The much expected revision of the Google API terms was released today by Rohit Dharwan on their Blog.
It’s going to have a major impact on bid management companies in the Google space, increasing their cost base dramatically. It will also impact the number of bids placed per day, given that there is a charge for every bid placed, in effect.
It also encourages advertiser to build their own systems, instead of tapping into 3rd party tools. My view is that 3rd party bid management companies are going to have to seriously look at the bid management strategies and start focusing on issues like quality score, instead of just price.
I am currently in Munich, Germany, and I spend the day with about 4 groups of people, explaining how Google Adwords is not a price war marketplace, as Overture current is today.
It’s astonishing to me how many companies feel that increasing prices on Google is the best way to increase their rankings. What’s even funnier is that Overture created this mentality amongst advertisers, and they’re jumping ship and going with a Google-esque system very shortly.
The top advertisers will attest that PPC management is not a bid war, it’s a user relevancy war. The more relevant your campaign is, the higher the rankings, the lower the max bid and the higher the Adwords discounter.
Hopefully these new Google API changes will reinforce these facts.
Just arrived in Munich – weather is horrible – luckily I won’t be here for too long and I’ll be off to the land of pain au chocolat – Paris. I hear it’s the Normandy butter that makes them so good!
I just read a scary article on how thieves are stealing laptops in San Francisco!
I’m quite excited to be speaking at the Affiliate Summit in Disneyworld, Orlando, Florida on July 9-11th. It’s selling out quickly, so register now if you’re thinking of going, or else you won’t get in. It was pretty packed in Las Vegas earlier this year.
There is a pretty rough conference circuit on the go for the next few months. I’ll be at Pubcon next week in Boston and I’m looking forward to the eBay conference in June as well, and SES London.
This is my longest trip to date – by the time I get back to Cape Town (25th April), I would have been away for about 21 days. It’s a bit tiring, actually. I also noticed some traffic coming to my blog from Search Engine Watch’s Blog, and realised that I was kindly put onto their Blogroll – thanks to Danny for that!
Vinny, over and out from a cold, wet & miserable Munich!
Forbes has finally caught up with the industry and confirmed the rumours, which we knew to be true already. In truth (NDA prevented me from saying earlier), I have been involved on some level discussing the new features with Yahoo earlier this year and I’m quite impressed with what they were planning to do. I can only say that they’ve dealt with all the major issues that their existing platform faced, and I’m quite excited about their plans.
The only gripe I have is that they are still using the multiple marketplace approach, where you have to reload campaigns into different geographic regions to target different countries, unlike Google – where it’s a click of a button to add and remove countries.
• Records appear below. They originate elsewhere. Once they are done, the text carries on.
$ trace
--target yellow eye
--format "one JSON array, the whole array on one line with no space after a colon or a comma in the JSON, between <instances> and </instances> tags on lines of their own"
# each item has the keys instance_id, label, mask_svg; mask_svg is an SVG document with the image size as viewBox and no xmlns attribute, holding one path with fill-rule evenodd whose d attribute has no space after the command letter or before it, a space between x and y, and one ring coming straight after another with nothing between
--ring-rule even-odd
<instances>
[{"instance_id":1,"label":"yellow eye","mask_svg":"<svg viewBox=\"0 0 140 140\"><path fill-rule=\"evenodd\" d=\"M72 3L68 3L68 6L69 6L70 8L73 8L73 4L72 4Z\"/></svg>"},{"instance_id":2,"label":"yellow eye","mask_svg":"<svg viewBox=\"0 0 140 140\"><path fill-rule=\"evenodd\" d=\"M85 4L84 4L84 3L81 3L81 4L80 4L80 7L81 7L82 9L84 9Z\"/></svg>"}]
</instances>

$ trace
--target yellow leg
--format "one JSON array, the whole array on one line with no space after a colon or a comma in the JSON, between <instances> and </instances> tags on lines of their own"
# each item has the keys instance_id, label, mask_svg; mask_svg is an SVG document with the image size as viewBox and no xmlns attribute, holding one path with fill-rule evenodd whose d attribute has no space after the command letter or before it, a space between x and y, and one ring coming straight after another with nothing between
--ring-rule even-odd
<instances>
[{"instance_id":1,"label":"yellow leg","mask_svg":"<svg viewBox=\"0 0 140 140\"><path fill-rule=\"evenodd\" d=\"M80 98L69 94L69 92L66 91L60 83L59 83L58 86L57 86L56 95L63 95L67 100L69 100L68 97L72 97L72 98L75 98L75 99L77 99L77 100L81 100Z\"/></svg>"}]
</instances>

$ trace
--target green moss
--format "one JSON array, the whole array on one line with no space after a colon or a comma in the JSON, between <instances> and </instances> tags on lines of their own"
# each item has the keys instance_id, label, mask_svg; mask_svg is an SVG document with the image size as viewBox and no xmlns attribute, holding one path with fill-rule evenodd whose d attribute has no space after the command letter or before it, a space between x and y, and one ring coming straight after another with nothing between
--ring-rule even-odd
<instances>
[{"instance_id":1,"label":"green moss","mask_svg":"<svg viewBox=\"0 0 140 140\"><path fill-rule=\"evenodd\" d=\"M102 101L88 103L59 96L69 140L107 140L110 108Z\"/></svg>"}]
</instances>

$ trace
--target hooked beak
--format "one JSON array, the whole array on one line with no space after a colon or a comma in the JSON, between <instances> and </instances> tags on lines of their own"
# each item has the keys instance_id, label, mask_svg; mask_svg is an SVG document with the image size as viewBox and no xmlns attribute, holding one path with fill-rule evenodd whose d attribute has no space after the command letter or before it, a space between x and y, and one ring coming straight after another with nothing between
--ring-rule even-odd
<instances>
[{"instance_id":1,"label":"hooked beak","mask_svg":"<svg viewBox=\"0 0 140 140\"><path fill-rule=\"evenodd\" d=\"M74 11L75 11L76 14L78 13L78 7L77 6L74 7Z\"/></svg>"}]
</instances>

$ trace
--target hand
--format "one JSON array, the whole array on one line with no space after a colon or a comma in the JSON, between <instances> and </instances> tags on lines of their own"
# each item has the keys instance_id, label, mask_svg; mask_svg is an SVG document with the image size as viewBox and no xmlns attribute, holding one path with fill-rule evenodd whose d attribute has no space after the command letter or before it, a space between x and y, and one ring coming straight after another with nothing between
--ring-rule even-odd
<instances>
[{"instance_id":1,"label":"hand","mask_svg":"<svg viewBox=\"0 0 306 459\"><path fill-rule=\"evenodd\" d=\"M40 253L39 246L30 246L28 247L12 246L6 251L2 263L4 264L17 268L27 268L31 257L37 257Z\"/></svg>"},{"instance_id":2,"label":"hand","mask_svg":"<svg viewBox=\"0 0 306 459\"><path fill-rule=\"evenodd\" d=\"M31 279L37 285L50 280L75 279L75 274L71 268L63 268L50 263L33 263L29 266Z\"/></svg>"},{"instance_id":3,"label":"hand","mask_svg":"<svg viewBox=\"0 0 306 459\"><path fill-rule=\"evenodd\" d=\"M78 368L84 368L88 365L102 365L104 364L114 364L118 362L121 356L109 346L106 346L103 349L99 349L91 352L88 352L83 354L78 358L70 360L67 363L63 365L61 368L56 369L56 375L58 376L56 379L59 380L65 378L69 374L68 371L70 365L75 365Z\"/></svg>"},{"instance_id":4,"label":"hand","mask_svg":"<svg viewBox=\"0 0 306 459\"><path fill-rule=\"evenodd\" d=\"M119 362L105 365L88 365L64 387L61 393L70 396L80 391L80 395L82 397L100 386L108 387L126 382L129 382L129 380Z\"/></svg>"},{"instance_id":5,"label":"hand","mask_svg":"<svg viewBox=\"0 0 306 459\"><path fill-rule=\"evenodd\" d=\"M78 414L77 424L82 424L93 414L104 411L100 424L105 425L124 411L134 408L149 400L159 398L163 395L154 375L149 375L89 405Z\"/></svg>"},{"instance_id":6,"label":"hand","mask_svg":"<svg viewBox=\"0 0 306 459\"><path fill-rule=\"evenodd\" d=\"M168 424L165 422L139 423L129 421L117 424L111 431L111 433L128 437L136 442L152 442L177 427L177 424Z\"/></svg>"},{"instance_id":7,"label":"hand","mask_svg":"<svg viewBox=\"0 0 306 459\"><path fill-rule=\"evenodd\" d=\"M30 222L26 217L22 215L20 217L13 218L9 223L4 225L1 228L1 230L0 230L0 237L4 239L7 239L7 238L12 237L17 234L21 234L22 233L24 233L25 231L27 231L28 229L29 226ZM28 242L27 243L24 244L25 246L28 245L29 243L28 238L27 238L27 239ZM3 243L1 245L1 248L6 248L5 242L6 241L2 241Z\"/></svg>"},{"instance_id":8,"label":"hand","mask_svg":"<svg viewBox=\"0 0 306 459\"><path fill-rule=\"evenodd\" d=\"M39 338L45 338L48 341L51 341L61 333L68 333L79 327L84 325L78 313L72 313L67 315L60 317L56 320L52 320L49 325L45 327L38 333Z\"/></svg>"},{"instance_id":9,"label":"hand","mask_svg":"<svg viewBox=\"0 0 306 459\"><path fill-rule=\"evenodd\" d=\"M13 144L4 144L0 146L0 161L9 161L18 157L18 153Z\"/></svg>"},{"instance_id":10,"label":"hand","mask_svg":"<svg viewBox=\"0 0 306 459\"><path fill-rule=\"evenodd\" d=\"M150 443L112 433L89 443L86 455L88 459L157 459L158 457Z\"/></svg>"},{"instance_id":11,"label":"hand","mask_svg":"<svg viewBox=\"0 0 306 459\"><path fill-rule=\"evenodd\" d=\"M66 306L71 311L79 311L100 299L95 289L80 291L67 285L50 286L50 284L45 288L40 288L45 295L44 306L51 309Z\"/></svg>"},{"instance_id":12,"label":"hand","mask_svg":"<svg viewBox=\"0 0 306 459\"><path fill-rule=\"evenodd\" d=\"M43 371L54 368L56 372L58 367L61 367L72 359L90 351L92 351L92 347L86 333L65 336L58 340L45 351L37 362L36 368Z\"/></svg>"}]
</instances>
Yahoo also loses out on revenues in markets like South Africa, etc with this approach.
As I’ve said in the past, I have to keep my mouth shut, because I learn a lot about what the search engines are doing, whilst under strict Non-Disclosure Agreements. Luckily, thanks to Barry at Search Engine Watch , I can start talking about Google’s new bid to position filters.
So basically, what the filters do, is allow the advertisers to select which positions on the search engine they want to appear on, and if their AdRank does not allow them to earn a particular position (assuming it’s out of range), then their ad will not be displayed lower down.
I am bidding on [Shoes] for ThatShoe, and I only want the advert to display in position 3 or 4 on Google. If I input this requirement into the campaign with a max CPC of $1, and the bid required for position 4 is $1.01, my ad will not be displayed at all, even at lower positions, as it would normally be displayed, if position 4 was outside my bid range (assume we ignore quality score for now).
The reality is that it is very difficult to tell which keyword convert well, and at which positions, because Google’s report give us an AVERAGE position for a keyword over a period of time, and they do not pass any variables to us, designating at which position the keyword was when it was clicked.
I have requested this functionality from Google, and hopefully they’ll look at it – but I am only one person. Please send them emails as well, requesting this functionality to be included in their Valuetrack tagging system, so that everyone can benefit from positional analysis and positional bidding (which is a nice idea, but impractical without the right data).